A Time of Numbness Comes to a Sudden Close
You know what ticks me off? People who complain about not having any friends, but they were the ones who killed the friendships they had. And you know what? No one hears me complaining?! I'm SO annoyed by those who complain ALL the time about the things they don't have but aren't even willing to admit that THEY'RE the ones who made it all happen CONSCIOUSLY. What happened to sticking with your girls when things got rough? What happened to, "I'm with you girl!"?
I'm pissed off because I can't make friends as easily as people think and the few that I have YEARS with can't deal with me. I'm too much. Its MY fault.
I'm SO tired of SCREWY THINGS. ITS NOT A GOD THING. Its an US thing. WE'RE the screwed up ones! What is up with telling people that God told you things but you can't back it up with scripture? What is UP with HINDERING friendships because God told you something? Gah.
I'm SO frustrated.
And the hardest part is: I'm starting to feel EVERYTHING now. No more numbness. Its ALL coming in waves of anger, injustice and just out-right SADNESS.

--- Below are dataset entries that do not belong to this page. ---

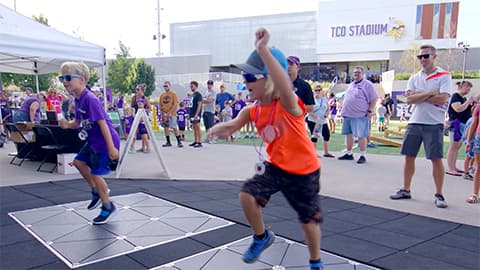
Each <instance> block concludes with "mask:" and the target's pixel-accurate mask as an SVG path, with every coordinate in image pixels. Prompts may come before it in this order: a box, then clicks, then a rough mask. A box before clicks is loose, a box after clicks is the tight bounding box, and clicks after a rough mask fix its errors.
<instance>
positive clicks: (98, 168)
mask: <svg viewBox="0 0 480 270" xmlns="http://www.w3.org/2000/svg"><path fill="white" fill-rule="evenodd" d="M75 159H77V160H80V161H83V162H85V163H87V166H88V167H89V168H90V173H91V174H93V175H105V174H109V173H110V167H109V164H110V158H109V157H108V153H94V152H92V151H91V150H90V146H88V143H86V144H85V145H84V146H83V147H82V149H80V152H79V153H78V154H77V156H76V157H75Z"/></svg>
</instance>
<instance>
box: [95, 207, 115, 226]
mask: <svg viewBox="0 0 480 270" xmlns="http://www.w3.org/2000/svg"><path fill="white" fill-rule="evenodd" d="M110 203H111V208H110V210H108V209H107V208H105V207H104V206H102V211H100V215H98V216H97V217H96V218H94V219H93V224H94V225H100V224H105V223H107V222H108V221H109V220H110V219H111V218H112V217H113V216H114V215H115V214H116V212H117V208H116V207H115V204H113V202H110Z"/></svg>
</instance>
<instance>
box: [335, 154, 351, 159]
mask: <svg viewBox="0 0 480 270" xmlns="http://www.w3.org/2000/svg"><path fill="white" fill-rule="evenodd" d="M338 160H353V154H347V153H345V154H343V156H341V157H338Z"/></svg>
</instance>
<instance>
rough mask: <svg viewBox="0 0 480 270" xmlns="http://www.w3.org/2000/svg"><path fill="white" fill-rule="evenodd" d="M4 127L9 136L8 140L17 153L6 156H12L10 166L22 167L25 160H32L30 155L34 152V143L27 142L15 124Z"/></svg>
mask: <svg viewBox="0 0 480 270" xmlns="http://www.w3.org/2000/svg"><path fill="white" fill-rule="evenodd" d="M4 125H5V128H6V129H7V130H8V132H9V134H10V139H11V140H12V141H13V142H14V143H15V146H16V148H17V152H13V153H9V154H8V155H9V156H13V158H12V159H11V160H10V164H12V165H16V166H22V163H23V161H25V159H29V158H32V153H33V152H34V150H35V142H34V141H31V140H28V139H27V138H26V137H25V135H24V134H23V132H22V131H20V130H19V129H18V127H17V126H16V125H15V124H12V123H4ZM17 160H19V161H17Z"/></svg>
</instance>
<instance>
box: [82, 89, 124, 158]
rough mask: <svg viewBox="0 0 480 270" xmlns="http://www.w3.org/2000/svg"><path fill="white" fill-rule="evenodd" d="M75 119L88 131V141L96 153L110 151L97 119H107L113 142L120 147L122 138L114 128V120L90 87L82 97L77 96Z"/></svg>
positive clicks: (82, 92)
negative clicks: (113, 123) (120, 139)
mask: <svg viewBox="0 0 480 270" xmlns="http://www.w3.org/2000/svg"><path fill="white" fill-rule="evenodd" d="M75 119H76V120H77V121H78V123H80V128H81V129H84V130H86V131H87V133H88V137H87V142H88V145H89V147H90V150H92V151H93V152H95V153H108V148H107V144H106V143H105V138H104V137H103V135H102V132H101V130H100V126H99V125H98V123H97V121H99V120H105V122H106V123H107V126H108V129H109V130H110V134H111V136H112V141H113V144H114V145H115V147H116V148H117V149H120V138H119V137H118V134H117V131H115V129H114V128H113V125H112V121H111V120H110V117H108V115H107V113H106V112H105V111H104V109H103V106H102V104H101V103H100V100H99V99H98V98H97V97H96V96H95V95H94V94H93V93H92V92H90V91H89V90H88V89H86V88H85V89H84V90H83V92H82V94H81V95H80V97H78V98H75Z"/></svg>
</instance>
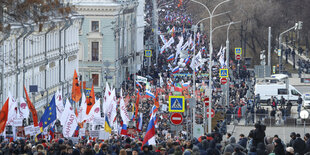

Mostly I'm just angry. I'm angry at those I trusted to be doing GOD things and instead they're hiding from conflict.
GOD I HATE IT.
I just want to cry. No one's growing up here except for me, and its against my own premonitions.
*This is a disclaimer. Anything that may have been said was spoken out of emotional stress and over-flowed feelings. However, this disclaimer does not disqualify the truth and reality still proclaimed in the entry above. Thank you.